Of course, the roots of Italy’s populist turn are also domestic and historical. Owing to the failures of past governments, Italy has not experienced per capita GDP growth for two decades.
And productivity in the service sector – which is the least exposed to global competition – has been stagnant since the 1990s.
These are problems of Italy’s own making. After 1945, Italy reformed its political institutions but failed to make necessary changes to its economy. Though it had moved from dictatorship to democracy, the trappings of the fascist system lived on through a corporatist approach to market regulation and widespread government meddling in finance and industry. Some features of the old system eroded further after 1992, under the Maastricht Treaty, but others persisted.

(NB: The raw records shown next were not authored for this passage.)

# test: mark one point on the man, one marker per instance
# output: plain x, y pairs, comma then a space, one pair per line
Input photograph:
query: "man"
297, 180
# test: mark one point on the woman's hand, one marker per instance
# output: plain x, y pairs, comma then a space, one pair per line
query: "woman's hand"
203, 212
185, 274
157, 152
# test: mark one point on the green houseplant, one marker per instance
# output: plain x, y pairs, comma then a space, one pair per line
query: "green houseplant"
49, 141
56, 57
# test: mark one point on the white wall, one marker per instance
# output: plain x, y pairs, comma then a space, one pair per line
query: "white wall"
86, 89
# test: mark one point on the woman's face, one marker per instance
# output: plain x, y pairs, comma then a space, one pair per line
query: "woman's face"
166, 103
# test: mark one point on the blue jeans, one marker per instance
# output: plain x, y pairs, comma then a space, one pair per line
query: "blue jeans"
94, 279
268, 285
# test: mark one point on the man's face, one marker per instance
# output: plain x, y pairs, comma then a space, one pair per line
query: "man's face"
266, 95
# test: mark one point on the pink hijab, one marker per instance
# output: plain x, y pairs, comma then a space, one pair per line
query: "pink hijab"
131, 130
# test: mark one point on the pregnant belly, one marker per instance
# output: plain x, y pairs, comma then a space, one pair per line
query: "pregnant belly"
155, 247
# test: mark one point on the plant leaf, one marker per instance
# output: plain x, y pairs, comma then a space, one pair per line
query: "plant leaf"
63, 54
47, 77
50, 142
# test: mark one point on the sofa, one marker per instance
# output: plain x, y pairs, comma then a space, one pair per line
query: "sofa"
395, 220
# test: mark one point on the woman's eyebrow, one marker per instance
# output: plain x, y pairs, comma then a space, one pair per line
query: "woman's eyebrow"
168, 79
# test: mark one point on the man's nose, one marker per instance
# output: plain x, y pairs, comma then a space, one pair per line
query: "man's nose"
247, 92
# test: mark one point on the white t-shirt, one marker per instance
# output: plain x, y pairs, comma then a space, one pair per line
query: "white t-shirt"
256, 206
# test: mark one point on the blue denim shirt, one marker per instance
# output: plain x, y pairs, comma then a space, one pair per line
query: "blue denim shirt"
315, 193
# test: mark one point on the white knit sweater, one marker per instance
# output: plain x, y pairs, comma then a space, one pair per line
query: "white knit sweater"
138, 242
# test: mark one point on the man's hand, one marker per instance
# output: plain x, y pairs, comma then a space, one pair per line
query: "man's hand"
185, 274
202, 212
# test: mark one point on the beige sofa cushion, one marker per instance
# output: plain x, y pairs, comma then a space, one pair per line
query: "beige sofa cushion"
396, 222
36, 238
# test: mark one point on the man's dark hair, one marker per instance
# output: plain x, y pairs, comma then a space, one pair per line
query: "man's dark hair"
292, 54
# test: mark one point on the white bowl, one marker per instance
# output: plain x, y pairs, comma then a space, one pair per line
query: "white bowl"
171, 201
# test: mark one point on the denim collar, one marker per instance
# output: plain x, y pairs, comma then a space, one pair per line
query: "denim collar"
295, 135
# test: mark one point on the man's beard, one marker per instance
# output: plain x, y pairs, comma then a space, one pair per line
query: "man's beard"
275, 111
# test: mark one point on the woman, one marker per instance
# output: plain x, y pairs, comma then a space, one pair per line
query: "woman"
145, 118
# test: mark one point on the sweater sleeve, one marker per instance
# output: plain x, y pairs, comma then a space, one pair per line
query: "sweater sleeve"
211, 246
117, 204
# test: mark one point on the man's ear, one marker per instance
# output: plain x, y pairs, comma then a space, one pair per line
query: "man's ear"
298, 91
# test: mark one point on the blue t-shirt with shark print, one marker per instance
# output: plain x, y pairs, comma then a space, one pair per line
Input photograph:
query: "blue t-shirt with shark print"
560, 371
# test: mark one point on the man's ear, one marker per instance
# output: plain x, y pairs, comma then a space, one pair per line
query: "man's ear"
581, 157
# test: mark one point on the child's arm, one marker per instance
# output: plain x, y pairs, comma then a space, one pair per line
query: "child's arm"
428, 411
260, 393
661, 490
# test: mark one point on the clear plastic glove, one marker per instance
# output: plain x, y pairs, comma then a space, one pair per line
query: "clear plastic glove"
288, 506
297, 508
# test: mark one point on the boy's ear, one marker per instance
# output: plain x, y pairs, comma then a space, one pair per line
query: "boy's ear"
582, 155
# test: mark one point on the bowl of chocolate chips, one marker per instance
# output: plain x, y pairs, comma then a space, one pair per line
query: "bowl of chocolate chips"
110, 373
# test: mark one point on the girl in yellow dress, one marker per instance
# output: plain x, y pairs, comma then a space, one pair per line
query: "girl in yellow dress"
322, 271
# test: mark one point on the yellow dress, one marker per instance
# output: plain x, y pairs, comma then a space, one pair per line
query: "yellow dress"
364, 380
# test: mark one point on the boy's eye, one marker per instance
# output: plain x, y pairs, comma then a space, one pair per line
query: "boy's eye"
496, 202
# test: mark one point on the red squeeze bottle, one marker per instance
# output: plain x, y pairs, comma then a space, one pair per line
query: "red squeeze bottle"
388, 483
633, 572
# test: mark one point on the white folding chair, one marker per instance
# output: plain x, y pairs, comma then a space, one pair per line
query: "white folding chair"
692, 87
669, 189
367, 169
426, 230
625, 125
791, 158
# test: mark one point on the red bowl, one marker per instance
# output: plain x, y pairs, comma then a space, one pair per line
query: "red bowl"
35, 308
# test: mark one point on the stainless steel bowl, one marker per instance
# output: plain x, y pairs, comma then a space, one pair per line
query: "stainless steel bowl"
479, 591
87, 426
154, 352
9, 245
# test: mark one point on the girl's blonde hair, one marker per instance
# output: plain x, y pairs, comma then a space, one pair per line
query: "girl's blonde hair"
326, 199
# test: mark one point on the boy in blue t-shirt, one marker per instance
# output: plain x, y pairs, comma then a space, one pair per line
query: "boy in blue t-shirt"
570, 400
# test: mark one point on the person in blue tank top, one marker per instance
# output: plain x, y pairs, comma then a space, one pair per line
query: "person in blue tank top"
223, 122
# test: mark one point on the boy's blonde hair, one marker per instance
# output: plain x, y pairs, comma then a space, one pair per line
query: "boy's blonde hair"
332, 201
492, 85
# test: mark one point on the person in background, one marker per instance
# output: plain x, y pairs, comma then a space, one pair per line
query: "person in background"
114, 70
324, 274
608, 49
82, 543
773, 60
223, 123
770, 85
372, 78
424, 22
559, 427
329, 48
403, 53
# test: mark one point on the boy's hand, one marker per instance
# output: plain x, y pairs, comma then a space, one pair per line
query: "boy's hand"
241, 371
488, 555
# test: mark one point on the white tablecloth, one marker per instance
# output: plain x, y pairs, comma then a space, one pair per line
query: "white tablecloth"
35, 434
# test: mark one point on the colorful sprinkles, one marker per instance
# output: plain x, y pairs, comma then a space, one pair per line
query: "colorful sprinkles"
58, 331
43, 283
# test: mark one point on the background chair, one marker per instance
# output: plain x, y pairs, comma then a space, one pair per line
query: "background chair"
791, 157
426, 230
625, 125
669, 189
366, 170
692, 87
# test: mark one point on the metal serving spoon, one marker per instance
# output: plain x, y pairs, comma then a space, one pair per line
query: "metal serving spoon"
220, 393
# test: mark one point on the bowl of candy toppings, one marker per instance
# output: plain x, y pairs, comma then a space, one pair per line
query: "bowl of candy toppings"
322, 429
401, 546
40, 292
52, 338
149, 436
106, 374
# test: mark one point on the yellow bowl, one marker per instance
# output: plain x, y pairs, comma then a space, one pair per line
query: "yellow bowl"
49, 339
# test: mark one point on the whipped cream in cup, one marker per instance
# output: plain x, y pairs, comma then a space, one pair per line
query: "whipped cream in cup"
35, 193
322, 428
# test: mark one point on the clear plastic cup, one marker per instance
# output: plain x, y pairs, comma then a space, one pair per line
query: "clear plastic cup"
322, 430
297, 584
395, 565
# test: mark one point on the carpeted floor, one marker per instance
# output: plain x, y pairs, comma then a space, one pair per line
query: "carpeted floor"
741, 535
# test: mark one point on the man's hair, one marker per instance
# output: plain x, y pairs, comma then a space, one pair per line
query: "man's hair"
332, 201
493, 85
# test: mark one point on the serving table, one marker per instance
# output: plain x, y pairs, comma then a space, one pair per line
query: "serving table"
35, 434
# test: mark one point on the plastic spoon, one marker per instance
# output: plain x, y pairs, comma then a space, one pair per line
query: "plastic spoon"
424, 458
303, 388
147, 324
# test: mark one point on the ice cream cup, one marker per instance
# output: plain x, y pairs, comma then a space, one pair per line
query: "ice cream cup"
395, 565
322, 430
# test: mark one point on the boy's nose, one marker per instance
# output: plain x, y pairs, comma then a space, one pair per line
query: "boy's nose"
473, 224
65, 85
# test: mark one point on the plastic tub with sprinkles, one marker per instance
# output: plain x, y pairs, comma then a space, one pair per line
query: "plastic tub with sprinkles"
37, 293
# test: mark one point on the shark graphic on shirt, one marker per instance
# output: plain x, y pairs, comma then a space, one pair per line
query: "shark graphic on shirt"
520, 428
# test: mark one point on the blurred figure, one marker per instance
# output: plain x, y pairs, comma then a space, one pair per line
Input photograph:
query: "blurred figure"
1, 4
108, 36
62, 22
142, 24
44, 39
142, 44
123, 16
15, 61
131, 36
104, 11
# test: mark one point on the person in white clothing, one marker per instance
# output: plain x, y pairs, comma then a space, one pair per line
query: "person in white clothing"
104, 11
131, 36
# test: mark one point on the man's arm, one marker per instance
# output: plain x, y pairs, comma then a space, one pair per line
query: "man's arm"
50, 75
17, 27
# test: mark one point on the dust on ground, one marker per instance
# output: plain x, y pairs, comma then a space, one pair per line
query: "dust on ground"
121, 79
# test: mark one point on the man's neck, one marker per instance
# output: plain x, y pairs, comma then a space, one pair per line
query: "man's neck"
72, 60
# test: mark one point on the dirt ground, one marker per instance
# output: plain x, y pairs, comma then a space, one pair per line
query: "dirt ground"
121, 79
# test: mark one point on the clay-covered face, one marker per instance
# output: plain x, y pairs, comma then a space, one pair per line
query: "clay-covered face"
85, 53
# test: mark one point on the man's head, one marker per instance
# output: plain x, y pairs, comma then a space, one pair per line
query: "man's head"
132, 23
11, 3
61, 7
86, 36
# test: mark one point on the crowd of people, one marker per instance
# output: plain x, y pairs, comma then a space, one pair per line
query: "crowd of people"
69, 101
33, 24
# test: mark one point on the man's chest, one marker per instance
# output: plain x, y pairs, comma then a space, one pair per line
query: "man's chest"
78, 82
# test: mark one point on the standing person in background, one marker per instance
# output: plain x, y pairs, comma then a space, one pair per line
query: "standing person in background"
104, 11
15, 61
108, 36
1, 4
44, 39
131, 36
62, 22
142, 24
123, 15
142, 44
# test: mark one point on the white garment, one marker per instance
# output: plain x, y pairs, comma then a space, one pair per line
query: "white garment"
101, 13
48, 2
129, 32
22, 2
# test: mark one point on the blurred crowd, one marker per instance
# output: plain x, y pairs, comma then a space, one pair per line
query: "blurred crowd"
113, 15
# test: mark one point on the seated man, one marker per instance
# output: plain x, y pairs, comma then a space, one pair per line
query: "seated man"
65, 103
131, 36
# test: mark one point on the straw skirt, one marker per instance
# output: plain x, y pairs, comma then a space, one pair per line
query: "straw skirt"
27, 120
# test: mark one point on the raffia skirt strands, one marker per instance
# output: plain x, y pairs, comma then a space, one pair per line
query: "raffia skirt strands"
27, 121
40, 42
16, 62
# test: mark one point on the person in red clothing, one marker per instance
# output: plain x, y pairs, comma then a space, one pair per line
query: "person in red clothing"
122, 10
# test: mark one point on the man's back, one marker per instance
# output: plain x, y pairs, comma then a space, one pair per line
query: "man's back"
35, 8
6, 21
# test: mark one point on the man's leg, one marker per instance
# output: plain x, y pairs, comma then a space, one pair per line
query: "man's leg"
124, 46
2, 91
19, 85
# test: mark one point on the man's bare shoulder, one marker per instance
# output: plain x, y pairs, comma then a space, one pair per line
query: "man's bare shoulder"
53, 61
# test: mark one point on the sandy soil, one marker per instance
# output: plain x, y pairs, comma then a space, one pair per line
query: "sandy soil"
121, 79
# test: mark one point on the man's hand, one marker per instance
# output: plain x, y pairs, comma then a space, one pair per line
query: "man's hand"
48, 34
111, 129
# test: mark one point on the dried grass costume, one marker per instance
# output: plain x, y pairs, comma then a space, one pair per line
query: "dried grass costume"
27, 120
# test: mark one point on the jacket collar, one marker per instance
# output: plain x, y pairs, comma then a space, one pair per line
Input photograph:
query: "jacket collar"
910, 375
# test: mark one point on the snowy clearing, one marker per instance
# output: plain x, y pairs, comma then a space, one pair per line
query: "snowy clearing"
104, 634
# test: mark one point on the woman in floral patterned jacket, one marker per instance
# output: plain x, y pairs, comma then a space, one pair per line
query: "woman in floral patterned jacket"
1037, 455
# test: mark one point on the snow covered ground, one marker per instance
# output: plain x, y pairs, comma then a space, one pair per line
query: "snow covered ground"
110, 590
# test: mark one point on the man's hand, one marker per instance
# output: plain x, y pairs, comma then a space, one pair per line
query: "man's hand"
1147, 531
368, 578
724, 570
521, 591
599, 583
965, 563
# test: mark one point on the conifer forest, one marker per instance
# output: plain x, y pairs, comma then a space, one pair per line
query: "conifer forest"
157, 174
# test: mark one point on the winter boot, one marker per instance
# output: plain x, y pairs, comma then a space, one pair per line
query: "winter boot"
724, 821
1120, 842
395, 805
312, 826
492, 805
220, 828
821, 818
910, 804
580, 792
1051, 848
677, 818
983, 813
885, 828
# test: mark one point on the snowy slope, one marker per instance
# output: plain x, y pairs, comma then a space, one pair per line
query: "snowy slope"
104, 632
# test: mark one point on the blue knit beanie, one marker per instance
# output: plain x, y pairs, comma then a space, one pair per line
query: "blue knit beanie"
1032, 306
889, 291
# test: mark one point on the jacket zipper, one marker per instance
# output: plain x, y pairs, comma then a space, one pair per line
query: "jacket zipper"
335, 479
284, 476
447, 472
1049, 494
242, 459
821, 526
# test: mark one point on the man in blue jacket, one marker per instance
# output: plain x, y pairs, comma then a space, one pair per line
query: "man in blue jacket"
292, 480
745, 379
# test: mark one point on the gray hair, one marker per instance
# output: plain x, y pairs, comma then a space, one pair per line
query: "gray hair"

For example, as a result of centralized wage bargaining, average private-sector compensation is just 6% lower in Italy’s South than in the North, even though the North’s productivity lead over the South is far greater. Under such conditions, there is no good reason to invest anywhere south of Rome, which explains why the region’s per capita GDP has fallen 30% below the eurozone average since 2001. Against this backdrop, it is little wonder that 47% of Southerners voted for M5S, whose proposal for a universal subsidy would well suit an economy held back by fascist-era corporatism.
Corporatism is simply incompatible with a monetary union. Yet it is difficult to reform because of the dependencies it creates. That is why multiple past governments failed to modernize the economy. After Silvio Berlusconi was forced out of the premiership in 2011, the technocrat Mario Monti did take some action, but in the run-up to the election, progress slowed to a halt.
Renzi, too, pursued limited reforms, but eventually fell prey to his own outsize ego.
But even with more effective leaders, Italy would have faced EU headwinds. The conservative fiscal response to the post-2008 recession, combined with the European Central Bank’s dithering before July 2012, led to excessive austerity, which wreaked havoc on the Italian middle class, pushing it toward populism. When Monti took office in November 2011, M5S and the Northern League (as it was then called) were polling below 10% combined; today, that figure is well above 50%.
Italy spent a fraction of what many other advanced economies marshaled (as a share of GDP) to bail out banks after the 2008 crisis. But its abrupt bank “bail-in” in 2015 forced small savers to take a loss, and boosted M5S just as its fortunes were flagging. In hindsight, ordinary Italians’ financial losses, coupled with the sentiment that the EU had left them to deal with the refugee crisis on their own, made the populist backlash all but inevitable.
Italy’s political situation shows how toxic Europe’s approach to populism has become. As mainstream politicians across the EU try to protect their flanks against domestic populist threats, the defenses they mount stoke populism in neighboring countries. The result is a domino effect, which has become the main threat to the future of the euro and the EU.
Mainstream politicians have failed to come together to combat populism because they are focused wholly on their own careers and the next election. But, sooner or later, they must realize that a beggar-thy-neighbor strategy will always come back to haunt them in the end.
That is why Italy, like Greece in 2015, could soon pose a threat to all of Europe.
Federico Fubini is a financial columnist and the author of Noi siamo la rivoluzione (We are the revolution).